Consider that less than a week ago, President Obama addressed the nation, demanding that Congress include higher taxes in any debt-limit deal. According to Senate Republican leader Mitch McConnell, the proposed deal has no tax increases. The Tea Party took tax hikes off the table and held the line — another major victory.

The Tea Party is also winning the battle of ideas.  Last week, Obama campaign strategist David Axelrod crowed that the debt-limit battle was shaping up as a “definitional fight” in which voters would see Obama as defending the reasonable center against Republicans who are “pandering to the extremes.”  Well, if Axelrod is so confident that Obama is winning this “definitional fight,” why was the White House so adamant about ducking a second round next year? The president said that “the only bottom line that I have is that we extend this debt ceiling through the next election.” If he were winning the argument, he would have been eager to have this fight again just before the next election. 

Instead of winning over independents with his calls for a “balanced” approach, the president’s support among independents has collapsed.
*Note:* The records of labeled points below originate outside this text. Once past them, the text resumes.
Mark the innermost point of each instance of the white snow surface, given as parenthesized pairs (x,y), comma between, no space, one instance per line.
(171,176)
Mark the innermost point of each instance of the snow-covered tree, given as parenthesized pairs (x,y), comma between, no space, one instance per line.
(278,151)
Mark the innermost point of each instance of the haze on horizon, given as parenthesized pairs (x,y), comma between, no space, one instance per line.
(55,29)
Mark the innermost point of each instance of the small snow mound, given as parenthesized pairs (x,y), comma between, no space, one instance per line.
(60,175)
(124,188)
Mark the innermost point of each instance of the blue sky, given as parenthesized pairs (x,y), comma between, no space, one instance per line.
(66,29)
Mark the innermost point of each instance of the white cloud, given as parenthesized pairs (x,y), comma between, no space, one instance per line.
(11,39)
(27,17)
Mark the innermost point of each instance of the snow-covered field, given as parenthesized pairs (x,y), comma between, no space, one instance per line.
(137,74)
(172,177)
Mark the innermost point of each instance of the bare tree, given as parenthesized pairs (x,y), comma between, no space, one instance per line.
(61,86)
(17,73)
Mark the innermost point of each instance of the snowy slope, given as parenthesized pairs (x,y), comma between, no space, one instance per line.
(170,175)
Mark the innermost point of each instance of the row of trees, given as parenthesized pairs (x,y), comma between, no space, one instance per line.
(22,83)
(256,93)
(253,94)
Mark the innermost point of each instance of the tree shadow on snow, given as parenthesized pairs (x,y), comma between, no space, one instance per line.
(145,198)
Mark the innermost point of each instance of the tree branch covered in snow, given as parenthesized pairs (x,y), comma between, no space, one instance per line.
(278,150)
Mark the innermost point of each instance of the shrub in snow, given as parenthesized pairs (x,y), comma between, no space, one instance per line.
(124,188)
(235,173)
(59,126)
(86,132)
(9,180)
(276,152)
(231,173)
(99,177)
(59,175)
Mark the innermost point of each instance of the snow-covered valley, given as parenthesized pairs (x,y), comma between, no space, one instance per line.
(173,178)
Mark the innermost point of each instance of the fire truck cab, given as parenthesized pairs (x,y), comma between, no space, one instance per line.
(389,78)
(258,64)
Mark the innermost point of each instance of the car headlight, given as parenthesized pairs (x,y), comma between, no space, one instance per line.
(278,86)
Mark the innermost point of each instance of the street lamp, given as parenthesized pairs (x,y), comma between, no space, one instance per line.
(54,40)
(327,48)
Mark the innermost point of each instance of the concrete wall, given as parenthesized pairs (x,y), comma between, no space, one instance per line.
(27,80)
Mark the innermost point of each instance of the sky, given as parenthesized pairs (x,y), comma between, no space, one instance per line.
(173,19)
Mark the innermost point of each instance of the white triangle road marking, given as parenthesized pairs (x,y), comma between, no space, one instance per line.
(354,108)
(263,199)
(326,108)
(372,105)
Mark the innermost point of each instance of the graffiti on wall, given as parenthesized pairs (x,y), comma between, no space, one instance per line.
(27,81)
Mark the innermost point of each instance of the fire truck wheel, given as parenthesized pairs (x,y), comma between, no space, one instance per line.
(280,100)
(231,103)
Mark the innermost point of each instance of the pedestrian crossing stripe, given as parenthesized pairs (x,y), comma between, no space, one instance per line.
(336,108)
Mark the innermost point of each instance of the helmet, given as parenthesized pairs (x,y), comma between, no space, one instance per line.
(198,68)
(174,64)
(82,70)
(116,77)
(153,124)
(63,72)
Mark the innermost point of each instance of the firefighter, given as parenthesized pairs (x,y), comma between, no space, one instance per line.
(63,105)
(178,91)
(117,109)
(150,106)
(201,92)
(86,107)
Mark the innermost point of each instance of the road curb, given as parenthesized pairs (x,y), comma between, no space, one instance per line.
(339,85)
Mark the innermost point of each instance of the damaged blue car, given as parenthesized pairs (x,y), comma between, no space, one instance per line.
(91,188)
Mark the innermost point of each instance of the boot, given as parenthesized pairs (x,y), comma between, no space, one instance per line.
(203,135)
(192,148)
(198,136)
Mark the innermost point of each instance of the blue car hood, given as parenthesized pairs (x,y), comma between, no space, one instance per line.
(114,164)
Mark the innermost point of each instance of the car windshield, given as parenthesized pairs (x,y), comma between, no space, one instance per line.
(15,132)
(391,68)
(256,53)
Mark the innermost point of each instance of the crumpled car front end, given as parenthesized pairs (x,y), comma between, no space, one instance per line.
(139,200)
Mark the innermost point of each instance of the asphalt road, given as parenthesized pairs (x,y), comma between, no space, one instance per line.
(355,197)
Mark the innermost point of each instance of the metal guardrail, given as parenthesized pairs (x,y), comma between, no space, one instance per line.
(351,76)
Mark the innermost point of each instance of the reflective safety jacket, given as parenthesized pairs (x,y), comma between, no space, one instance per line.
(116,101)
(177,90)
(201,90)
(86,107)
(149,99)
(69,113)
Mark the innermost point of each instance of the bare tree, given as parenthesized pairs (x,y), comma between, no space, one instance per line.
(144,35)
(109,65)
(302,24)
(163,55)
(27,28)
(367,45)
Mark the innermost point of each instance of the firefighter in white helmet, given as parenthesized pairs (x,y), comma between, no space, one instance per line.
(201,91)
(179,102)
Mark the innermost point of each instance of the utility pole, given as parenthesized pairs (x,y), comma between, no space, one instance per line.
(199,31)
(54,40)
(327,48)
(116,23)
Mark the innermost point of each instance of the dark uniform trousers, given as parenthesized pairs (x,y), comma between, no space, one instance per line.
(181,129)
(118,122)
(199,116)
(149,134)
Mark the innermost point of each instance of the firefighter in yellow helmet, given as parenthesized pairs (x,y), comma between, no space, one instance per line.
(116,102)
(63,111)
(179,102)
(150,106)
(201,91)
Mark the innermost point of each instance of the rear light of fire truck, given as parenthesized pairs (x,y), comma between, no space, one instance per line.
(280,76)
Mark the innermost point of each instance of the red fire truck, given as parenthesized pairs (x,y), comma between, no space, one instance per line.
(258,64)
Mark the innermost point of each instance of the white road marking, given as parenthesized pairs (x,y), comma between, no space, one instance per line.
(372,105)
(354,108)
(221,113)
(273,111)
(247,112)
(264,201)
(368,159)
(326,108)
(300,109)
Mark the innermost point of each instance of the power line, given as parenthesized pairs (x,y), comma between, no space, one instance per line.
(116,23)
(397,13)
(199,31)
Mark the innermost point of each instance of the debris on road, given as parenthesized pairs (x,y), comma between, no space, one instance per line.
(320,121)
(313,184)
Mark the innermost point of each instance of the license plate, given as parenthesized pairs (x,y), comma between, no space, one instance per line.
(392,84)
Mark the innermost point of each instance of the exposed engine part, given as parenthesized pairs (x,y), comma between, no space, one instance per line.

A Pew poll released last week found that a majority of independents now disapprove of Obama’s job performance for the first time in his presidency. Two months ago, Obama held an 11-point lead over a generic Republican.  Today, that lead has vanished. Whatever the president’s strategy was, it failed.

Now comes that hard part: accepting an incomplete victory. Some Tea Party Republicans will be unhappy with the deal because it does not include a balanced budget amendment to the Constitution. The fight for a balanced budget amendment must go on. But Tea Partyers should recognize just how much Obama and the Democrats caved: $2 trillion in spending cuts. No tax increases. A new precedent that debt-limit hikes must be accompanied by equal or greater cuts in spending. And the potential for a balanced budget in 10 years.  That the Tea Party accomplished all this in just six months — at a time when the GOP controls one-half of one-third of the federal government — is remarkable. 

The “hobbits” won.

Marc A. Thiessen, a visiting fellow with the American Enterprise Institute and former chief speechwriter to President George W. Bush, writes a weekly online column for The Post.